Before the restoration, the old Apollo flight control room, which was used for the early space shuttle missions and then largely abandoned, had deteriorated.The carpet was torn and held together with yellow Duct tape. Visitors had picked over the original consoles for souvenirs. “That place was not representative of historic mission control,” he said.
Echoes of history
Walking into the restored control room for the first time, Kranz said he began to hear voices—the crisp, clear, urgent words of flight controllers and directors making split-second decisions. He heard the historic words from the crew of Apollo 8 on Christmas Eve, the tension of the Apollo 11 landing, the Apollo 12 lightning strike, and of course the crew of Apollo 13’s safe return home.
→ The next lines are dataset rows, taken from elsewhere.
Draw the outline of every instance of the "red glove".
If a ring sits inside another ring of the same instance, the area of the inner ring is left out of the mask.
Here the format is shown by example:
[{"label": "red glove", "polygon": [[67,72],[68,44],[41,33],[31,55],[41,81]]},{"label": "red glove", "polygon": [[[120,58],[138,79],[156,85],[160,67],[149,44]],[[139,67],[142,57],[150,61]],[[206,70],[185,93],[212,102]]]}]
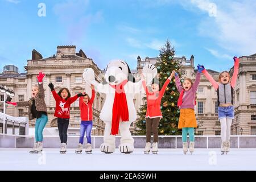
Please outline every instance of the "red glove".
[{"label": "red glove", "polygon": [[11,102],[6,101],[6,103],[8,104],[13,105],[14,106],[15,106],[17,105],[17,102]]},{"label": "red glove", "polygon": [[38,78],[38,82],[42,82],[43,78],[46,75],[43,73],[42,72],[39,72],[39,75],[36,76],[36,78]]}]

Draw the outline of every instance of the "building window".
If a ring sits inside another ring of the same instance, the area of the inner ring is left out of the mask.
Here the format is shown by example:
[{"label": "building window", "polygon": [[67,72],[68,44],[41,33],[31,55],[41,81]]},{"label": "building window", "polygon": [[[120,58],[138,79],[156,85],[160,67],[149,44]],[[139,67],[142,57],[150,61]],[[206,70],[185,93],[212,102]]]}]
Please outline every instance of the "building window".
[{"label": "building window", "polygon": [[251,120],[256,121],[256,115],[255,114],[251,115]]},{"label": "building window", "polygon": [[215,135],[220,135],[220,131],[215,131]]},{"label": "building window", "polygon": [[251,75],[251,80],[256,80],[256,75],[255,74]]},{"label": "building window", "polygon": [[81,121],[81,118],[80,116],[75,116],[74,120],[75,123],[80,123]]},{"label": "building window", "polygon": [[196,135],[204,135],[204,131],[196,131]]},{"label": "building window", "polygon": [[1,101],[3,102],[4,100],[3,95],[1,95]]},{"label": "building window", "polygon": [[204,88],[199,87],[197,89],[197,93],[204,93]]},{"label": "building window", "polygon": [[251,126],[251,135],[256,135],[256,126]]},{"label": "building window", "polygon": [[56,76],[56,82],[62,82],[62,76]]},{"label": "building window", "polygon": [[76,76],[75,77],[75,82],[76,84],[81,84],[82,82],[82,78],[81,76]]},{"label": "building window", "polygon": [[215,102],[215,114],[218,113],[218,102]]},{"label": "building window", "polygon": [[24,95],[19,95],[19,102],[24,101]]},{"label": "building window", "polygon": [[256,91],[250,92],[250,104],[256,105]]},{"label": "building window", "polygon": [[197,106],[198,114],[204,113],[204,102],[198,102]]},{"label": "building window", "polygon": [[24,116],[24,110],[23,109],[19,109],[19,117],[23,117]]}]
One thing the new experience does not recapture, however, is the smell. Yes, there are ash trays and cigarette packs strewn around the consoles. But there is no smoke. “You wouldn’t believe how much smoke was in there,” Kranz said. “Smoke so thick when you took your clothes off at home your wife asked where you’d been. She thought you’d been at the local bar.”
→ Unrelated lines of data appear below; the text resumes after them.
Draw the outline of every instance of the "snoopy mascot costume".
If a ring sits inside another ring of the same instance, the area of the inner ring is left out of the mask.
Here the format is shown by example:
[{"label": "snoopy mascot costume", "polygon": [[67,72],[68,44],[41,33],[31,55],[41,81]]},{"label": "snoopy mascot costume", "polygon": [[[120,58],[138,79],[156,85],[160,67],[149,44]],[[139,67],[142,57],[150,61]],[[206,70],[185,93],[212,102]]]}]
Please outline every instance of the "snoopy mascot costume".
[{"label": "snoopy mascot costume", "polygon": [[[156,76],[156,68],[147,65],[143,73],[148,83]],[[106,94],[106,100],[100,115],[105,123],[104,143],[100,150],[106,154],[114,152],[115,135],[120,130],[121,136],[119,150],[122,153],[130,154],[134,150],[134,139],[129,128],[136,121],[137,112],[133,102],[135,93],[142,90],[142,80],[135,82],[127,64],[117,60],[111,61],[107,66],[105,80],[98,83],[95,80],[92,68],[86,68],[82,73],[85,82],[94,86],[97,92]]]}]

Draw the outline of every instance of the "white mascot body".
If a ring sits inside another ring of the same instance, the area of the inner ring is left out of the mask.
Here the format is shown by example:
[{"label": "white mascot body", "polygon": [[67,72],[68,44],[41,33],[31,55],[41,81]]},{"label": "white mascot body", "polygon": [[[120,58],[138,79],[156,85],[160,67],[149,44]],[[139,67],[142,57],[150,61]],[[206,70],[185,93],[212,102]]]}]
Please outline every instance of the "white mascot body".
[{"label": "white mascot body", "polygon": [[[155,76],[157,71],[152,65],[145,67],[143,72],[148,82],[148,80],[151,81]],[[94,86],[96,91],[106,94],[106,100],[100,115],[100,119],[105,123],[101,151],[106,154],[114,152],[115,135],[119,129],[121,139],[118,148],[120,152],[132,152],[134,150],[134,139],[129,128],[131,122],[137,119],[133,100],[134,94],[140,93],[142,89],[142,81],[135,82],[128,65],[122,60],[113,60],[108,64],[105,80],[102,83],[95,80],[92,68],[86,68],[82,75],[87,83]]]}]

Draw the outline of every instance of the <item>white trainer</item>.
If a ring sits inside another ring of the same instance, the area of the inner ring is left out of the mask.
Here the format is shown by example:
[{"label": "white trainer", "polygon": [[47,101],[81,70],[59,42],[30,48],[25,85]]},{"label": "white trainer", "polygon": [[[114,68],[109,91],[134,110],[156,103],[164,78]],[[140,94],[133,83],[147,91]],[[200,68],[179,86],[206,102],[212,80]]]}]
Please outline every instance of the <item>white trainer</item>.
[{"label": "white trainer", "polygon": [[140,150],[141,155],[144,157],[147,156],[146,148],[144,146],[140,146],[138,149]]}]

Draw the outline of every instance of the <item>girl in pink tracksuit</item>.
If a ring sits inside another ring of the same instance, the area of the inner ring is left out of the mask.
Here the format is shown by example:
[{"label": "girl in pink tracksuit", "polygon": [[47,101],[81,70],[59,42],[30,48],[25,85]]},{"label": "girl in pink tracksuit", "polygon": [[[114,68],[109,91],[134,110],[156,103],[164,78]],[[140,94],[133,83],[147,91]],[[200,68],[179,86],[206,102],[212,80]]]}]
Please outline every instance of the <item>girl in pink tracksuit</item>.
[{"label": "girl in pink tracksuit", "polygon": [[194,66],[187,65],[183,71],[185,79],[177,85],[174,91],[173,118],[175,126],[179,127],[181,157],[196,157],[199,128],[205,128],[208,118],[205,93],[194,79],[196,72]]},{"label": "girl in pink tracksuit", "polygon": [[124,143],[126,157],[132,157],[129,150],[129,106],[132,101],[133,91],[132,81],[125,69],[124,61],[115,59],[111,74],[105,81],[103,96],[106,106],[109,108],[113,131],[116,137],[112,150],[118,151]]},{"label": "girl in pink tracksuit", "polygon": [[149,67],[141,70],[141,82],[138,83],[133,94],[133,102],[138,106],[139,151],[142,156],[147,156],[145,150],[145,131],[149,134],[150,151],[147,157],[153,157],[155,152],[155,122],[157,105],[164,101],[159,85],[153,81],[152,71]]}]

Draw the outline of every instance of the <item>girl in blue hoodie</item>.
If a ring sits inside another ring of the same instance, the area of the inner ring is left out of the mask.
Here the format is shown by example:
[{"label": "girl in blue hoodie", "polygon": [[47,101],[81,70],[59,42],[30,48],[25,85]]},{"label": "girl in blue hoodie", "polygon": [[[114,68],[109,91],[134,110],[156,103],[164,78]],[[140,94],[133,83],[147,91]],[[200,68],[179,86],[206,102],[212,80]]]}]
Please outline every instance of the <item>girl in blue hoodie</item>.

During Apollo, engineers designed the hardware. Technicians built it. Astronauts flew in space. But in mission control, you could find the brains of the flight operations—a place where Chris Kraft, and later Kranz and a handful of other young flight directors, wrote the rules for how humans should safely launch into space, perform missions there, and return to Earth. They had to invent the rules of the road for an entirely new mode of transportation, on the fly, with little prior experience.
“This is a place where history was made,” Kranz said. “The books were written here. The challenges were issued. The accepted risk is the price of progress. At times we went too far, too fast. We lost a crew. But we picked the ball up and continued to run forward, even stronger than we were the day we lost the Apollo 1 crew.”
Inevitably, whenever they make public appearances, the veterans of the great Apollo missions are asked what they make of the current space program and the lack of progress in deep space since the Moon landings half a century ago.
Kranz said he is hopeful that NASA has the right leadership in place, and he praised the mandate from the Trump administration for a human return to the Moon. But in acknowledging the uncertainty of politics and spaceflight, which have had a tortured history in recent decades, Kranz closed his comments with a plea.
“The Apollo generation is rapidly coming to an end,” Kranz, 85, said. “I pray that this control room will continue to drive and inspire the current generation to complete the work we started.”